D:_Temp>PixPerf -read -type ubyte -format bgra -size 1024
44.146521 copies/sec
46.290984 Mpixels/sec

D:_Temp>PixPerf -read -type ubyte -format bgra -size 1024 -readpdr
163.300306 copies/sec
171.232784 Mpixels/sec

all at 1600x1200 and forceware 52.16.

[This message has been edited by Chris Lux (edited 12-01-2003).]

I just tried 1024 with readpdr and got a blue screen, DRIVER CORRUPTED MMPOOL.

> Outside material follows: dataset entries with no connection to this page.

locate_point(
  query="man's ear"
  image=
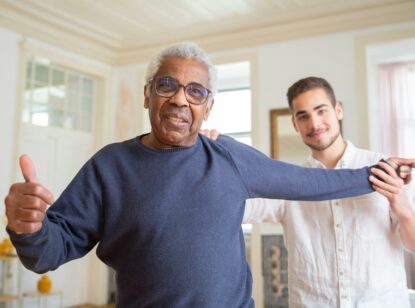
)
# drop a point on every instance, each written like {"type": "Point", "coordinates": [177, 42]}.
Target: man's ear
{"type": "Point", "coordinates": [209, 106]}
{"type": "Point", "coordinates": [338, 108]}
{"type": "Point", "coordinates": [146, 96]}
{"type": "Point", "coordinates": [293, 122]}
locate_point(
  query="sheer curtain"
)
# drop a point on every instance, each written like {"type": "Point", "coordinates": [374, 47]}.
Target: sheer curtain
{"type": "Point", "coordinates": [397, 118]}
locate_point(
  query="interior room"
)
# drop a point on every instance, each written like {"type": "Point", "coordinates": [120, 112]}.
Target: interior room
{"type": "Point", "coordinates": [72, 77]}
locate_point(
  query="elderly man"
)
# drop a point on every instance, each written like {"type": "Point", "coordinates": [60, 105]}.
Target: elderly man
{"type": "Point", "coordinates": [149, 205]}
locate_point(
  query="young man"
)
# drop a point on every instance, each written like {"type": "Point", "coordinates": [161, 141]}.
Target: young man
{"type": "Point", "coordinates": [148, 203]}
{"type": "Point", "coordinates": [341, 253]}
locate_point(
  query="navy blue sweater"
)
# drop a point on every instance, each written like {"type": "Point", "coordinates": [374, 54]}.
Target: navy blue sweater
{"type": "Point", "coordinates": [169, 221]}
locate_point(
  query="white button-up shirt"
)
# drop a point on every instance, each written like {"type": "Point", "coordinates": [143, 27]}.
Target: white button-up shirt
{"type": "Point", "coordinates": [341, 253]}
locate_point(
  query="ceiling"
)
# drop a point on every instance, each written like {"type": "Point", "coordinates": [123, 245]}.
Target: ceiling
{"type": "Point", "coordinates": [126, 31]}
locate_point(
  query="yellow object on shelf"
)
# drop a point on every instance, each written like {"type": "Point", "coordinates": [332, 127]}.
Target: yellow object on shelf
{"type": "Point", "coordinates": [44, 285]}
{"type": "Point", "coordinates": [6, 247]}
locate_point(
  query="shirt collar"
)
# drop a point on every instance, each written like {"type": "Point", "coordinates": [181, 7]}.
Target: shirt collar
{"type": "Point", "coordinates": [343, 162]}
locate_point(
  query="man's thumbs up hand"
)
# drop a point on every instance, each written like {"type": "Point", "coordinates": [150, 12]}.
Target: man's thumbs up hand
{"type": "Point", "coordinates": [26, 202]}
{"type": "Point", "coordinates": [28, 169]}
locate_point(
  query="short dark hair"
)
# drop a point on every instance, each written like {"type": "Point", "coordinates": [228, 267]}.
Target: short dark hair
{"type": "Point", "coordinates": [307, 84]}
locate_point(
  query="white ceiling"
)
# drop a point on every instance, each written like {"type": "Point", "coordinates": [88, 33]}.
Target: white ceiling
{"type": "Point", "coordinates": [127, 30]}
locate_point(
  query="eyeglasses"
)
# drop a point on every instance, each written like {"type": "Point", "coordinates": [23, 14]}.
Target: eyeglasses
{"type": "Point", "coordinates": [194, 92]}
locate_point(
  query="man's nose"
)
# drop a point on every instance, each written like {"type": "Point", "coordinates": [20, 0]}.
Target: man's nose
{"type": "Point", "coordinates": [179, 98]}
{"type": "Point", "coordinates": [314, 121]}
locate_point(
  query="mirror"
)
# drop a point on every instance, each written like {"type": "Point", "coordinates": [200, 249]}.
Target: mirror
{"type": "Point", "coordinates": [286, 143]}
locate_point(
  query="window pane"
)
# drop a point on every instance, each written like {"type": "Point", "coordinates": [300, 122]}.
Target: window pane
{"type": "Point", "coordinates": [56, 117]}
{"type": "Point", "coordinates": [26, 113]}
{"type": "Point", "coordinates": [41, 73]}
{"type": "Point", "coordinates": [73, 102]}
{"type": "Point", "coordinates": [29, 70]}
{"type": "Point", "coordinates": [28, 91]}
{"type": "Point", "coordinates": [87, 87]}
{"type": "Point", "coordinates": [58, 78]}
{"type": "Point", "coordinates": [73, 83]}
{"type": "Point", "coordinates": [57, 96]}
{"type": "Point", "coordinates": [72, 121]}
{"type": "Point", "coordinates": [40, 115]}
{"type": "Point", "coordinates": [85, 124]}
{"type": "Point", "coordinates": [86, 105]}
{"type": "Point", "coordinates": [237, 103]}
{"type": "Point", "coordinates": [40, 94]}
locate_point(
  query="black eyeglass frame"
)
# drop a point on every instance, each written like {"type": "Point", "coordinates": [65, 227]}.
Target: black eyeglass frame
{"type": "Point", "coordinates": [184, 88]}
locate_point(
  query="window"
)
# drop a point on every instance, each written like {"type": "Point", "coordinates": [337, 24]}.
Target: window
{"type": "Point", "coordinates": [396, 107]}
{"type": "Point", "coordinates": [231, 113]}
{"type": "Point", "coordinates": [58, 97]}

All other combinations work fine.

another test. this time to get a texture as fast as possible to the grahicscard (for a AR-application). to do this the texture is read from a PDR.

the results show, that if PDR is used in all cases but the BGRA case textureloading lasts much longer than without.

512x512 textur:
[ul][li](gfFX5650go 128mb agp4x)[/li]3 kanäle rgb pdr 170ms nonpdr 3.6ms
3 kanäle bgr pdr 114ms nonpdr 3.6ms
4 kanäle rgba pdr 58ms nonpdr 4.1ms
4 kanäle bgra pdr 1.5ms nonpdr 4.1ms

[li](gf4Ti4600 128mb agp4x)[/li]3 kanäle rgb pdr 138ms nonpdr 2.0ms
3 kanäle bgr pdr 95ms nonpdr 2.0ms
4 kanäle rgba pdr 49ms nonpdr 2.4ms
4 kanäle bgra pdr 1.2ms nonpdr 2.0ms[/ul]

another issue is, that if PDR is used to load images, and a imagelibrary like DevIL is used to load the images, a memcpy has to be done from the library to the PDR, which means additional traffic. i hope to find out mor about this issue (or that arb_pixel_buffer_object comes soon).

p.s. i know what is written about accelerated formats in the pdr-spec, but shouldn’t be the results for unaccelerated formats be at least equally fast as the nonpdr attempt?

[This message has been edited by Chris Lux (edited 12-02-2003).]

[This message has been edited by Chris Lux (edited 12-02-2003).]